Re: [patch 1/4] add basic task isolation prctl interface

From: Marcelo Tosatti
Date: Wed Jul 28 2021 - 05:56:36 EST


On Wed, Jul 28, 2021 at 01:45:39AM +0200, Frederic Weisbecker wrote:
> On Tue, Jul 27, 2021 at 11:52:09AM -0300, Marcelo Tosatti wrote:
> > The meaning of isolated is specified as follows:
> >
> > Isolation features
> > ==================
> >
> > - prctl(PR_ISOL_GET, ISOL_SUP_FEATURES, 0, 0, 0) returns the supported
> > features as a return value.
> >
> > - prctl(PR_ISOL_SET, ISOL_FEATURES, bitmask, 0, 0) enables the features in
> > the bitmask.
> >
> > - prctl(PR_ISOL_GET, ISOL_FEATURES, 0, 0, 0) returns the currently
> > enabled features.
>
> So what are the ISOL_FEATURES here? A mode that we enter such as flush
> vmstat _everytime_ we resume to userpace after (and including) this prctl() ?

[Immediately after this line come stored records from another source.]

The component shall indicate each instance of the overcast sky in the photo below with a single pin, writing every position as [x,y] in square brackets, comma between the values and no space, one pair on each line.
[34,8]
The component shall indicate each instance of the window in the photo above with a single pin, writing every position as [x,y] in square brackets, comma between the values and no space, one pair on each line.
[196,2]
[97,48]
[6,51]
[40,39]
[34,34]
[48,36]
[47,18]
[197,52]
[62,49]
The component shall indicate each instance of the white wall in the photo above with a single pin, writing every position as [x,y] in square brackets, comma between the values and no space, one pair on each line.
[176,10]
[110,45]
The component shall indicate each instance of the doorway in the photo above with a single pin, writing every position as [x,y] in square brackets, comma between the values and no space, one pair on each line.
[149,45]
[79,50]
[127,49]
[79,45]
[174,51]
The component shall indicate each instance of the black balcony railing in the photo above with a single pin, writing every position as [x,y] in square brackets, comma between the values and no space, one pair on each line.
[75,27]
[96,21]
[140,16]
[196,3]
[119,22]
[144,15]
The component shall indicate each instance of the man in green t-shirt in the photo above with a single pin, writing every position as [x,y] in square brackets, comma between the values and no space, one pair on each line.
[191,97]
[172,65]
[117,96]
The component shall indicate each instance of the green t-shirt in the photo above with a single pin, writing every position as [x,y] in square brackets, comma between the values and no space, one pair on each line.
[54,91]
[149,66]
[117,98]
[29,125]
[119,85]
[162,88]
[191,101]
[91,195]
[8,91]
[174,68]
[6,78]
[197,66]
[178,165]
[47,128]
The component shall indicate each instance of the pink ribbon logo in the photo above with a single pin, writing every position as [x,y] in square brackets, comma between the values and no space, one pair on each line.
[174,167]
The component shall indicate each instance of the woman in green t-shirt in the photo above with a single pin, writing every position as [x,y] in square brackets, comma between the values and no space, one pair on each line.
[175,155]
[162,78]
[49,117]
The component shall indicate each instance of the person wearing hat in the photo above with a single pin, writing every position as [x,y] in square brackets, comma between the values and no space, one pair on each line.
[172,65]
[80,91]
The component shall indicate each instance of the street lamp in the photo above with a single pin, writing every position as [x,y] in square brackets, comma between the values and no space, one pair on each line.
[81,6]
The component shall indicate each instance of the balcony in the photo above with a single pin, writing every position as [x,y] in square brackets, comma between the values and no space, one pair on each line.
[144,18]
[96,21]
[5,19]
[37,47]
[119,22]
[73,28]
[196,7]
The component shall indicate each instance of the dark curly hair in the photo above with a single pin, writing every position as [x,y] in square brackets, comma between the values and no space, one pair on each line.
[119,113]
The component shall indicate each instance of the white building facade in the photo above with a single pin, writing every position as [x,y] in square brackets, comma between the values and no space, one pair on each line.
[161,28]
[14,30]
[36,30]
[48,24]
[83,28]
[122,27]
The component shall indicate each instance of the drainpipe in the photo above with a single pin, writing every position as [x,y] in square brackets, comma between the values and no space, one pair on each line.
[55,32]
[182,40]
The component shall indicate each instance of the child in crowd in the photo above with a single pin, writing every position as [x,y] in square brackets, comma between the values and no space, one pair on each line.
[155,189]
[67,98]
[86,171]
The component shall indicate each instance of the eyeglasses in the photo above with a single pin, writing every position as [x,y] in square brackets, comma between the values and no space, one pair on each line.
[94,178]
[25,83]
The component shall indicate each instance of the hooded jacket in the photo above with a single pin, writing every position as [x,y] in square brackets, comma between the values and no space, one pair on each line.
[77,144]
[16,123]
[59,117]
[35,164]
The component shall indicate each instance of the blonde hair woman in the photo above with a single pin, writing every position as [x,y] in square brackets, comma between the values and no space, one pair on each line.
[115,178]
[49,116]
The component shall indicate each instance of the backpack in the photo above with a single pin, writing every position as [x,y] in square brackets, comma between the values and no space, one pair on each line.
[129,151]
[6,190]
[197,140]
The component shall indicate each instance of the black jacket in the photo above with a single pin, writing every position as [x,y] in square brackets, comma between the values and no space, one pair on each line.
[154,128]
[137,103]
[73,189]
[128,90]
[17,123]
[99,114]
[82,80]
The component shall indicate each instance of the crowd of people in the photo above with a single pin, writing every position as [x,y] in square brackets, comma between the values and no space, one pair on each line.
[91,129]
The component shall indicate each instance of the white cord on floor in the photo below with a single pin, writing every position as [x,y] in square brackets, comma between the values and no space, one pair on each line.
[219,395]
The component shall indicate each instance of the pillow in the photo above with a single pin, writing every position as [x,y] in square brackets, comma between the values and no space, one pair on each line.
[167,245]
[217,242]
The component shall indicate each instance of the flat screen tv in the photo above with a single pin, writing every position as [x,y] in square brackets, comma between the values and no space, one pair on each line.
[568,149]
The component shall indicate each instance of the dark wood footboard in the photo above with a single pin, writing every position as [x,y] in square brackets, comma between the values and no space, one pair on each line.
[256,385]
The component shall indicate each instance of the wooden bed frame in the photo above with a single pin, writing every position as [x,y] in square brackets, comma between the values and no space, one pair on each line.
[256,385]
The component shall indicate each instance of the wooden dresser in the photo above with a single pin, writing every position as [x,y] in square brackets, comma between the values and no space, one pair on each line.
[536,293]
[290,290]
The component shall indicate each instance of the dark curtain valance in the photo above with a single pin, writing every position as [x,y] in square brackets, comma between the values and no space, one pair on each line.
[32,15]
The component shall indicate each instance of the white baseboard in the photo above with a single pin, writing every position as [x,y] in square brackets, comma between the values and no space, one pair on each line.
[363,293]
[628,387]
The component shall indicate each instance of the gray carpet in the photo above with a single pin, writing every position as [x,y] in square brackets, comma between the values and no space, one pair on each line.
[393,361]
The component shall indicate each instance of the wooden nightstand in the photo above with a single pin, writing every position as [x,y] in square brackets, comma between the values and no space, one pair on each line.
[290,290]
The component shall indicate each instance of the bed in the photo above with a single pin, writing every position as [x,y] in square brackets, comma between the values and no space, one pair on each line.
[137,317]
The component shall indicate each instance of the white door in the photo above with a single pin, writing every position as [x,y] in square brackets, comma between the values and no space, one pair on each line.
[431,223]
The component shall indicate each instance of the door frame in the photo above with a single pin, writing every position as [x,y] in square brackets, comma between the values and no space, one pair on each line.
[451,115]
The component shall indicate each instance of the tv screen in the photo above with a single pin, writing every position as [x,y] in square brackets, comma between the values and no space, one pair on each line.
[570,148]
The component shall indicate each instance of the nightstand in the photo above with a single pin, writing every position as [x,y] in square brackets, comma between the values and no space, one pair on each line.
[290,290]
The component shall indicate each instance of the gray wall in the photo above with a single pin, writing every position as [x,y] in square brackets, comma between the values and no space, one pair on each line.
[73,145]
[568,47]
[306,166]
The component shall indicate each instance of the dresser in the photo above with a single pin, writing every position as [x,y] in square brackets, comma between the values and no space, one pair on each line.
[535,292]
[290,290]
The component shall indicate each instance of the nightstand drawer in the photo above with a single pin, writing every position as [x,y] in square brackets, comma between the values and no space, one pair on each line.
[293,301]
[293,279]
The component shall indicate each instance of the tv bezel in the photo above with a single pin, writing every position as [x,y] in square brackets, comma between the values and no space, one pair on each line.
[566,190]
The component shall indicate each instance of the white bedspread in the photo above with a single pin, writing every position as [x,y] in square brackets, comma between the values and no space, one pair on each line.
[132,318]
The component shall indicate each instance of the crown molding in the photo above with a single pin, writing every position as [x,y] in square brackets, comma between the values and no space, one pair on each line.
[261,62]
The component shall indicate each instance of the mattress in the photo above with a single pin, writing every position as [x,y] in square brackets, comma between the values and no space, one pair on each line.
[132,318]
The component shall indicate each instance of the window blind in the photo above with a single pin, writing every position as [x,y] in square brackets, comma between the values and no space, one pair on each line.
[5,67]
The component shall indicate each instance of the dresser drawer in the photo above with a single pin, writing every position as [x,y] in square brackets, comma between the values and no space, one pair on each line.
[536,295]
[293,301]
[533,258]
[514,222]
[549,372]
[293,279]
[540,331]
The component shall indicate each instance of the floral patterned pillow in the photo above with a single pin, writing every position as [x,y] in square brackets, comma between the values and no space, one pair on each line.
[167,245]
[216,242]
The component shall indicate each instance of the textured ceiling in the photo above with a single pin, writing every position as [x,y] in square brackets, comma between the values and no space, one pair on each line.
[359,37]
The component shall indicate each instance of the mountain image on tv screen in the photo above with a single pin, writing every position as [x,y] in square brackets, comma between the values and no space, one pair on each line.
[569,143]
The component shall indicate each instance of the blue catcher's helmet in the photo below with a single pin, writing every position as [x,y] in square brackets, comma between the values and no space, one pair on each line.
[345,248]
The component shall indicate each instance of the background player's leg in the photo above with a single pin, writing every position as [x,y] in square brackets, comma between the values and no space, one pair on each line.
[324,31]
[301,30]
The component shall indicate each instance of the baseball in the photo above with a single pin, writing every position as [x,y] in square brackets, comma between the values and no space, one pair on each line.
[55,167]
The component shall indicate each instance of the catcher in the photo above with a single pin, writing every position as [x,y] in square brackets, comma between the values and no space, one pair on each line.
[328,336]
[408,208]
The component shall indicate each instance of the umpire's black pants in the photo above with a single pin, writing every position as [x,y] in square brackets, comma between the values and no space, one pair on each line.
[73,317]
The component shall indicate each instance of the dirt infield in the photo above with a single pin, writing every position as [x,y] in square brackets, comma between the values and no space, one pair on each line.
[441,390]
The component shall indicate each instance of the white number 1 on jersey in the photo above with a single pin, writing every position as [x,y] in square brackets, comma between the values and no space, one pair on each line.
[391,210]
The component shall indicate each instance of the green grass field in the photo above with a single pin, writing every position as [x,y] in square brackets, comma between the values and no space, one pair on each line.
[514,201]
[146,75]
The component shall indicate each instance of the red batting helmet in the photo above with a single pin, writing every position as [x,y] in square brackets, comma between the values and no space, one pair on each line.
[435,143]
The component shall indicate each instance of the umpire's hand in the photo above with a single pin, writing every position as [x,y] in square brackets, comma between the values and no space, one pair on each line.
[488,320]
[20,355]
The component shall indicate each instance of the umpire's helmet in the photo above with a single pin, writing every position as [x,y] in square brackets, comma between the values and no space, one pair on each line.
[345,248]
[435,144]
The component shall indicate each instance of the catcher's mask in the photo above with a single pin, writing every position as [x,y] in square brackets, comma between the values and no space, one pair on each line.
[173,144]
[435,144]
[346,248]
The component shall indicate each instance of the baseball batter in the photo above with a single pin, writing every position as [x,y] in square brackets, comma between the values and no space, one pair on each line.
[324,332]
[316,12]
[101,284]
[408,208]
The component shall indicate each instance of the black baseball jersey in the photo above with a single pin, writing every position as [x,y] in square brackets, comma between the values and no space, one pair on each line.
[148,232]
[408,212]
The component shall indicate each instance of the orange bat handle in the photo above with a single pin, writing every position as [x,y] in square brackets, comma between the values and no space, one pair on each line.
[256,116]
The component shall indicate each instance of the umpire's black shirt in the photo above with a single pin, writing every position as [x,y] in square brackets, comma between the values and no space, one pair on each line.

ISOL_FEATURES is just the "command" type (which you can get and set).

The bitmask would include ISOL_F_QUIESCE_ON_URET, so:

- bitmask = ISOL_F_QUIESCE_ON_URET;
- prctl(PR_ISOL_SET, ISOL_FEATURES, bitmask, 0, 0) enables the features in
the bitmask.

- quiesce_bitmap = prctl(PR_ISOL_GET, PR_ISOL_SUP_QUIESCE_CFG, 0, 0, 0)
(1)

(returns the supported actions to be quiesced).

- prctl(PR_ISOL_SET, PR_ISOL_QUIESCE_CFG, quiesce_bitmask, 0, 0) _sets_
the actions to be quiesced (2)

If an application does not modify "quiesce_bitmask" between
points (1) and (2) above, it will enable quiescing of all
"features" the kernel supports.

Application can, however, modify quiesce_bitmap to its preference.

Flushing vmstat _everytime_ you resume to userspace is enabled only
_after_ prctl(PR_ISOL_ENTER, 0, 0, 0, 0) is performed (which happens
only when isolation is fully configured with the PR_ISOL_SET calls).
OK, will better document that.

> If so I'd rather call that ISOL_MODE because feature is too general.

Well, in the first patchset, there was one "mode" implemented (but
it was possible to implement different modes in the future).

This would allow for example easier integration of "full task isolation"
patchset type of functionality, disallowing syscalls.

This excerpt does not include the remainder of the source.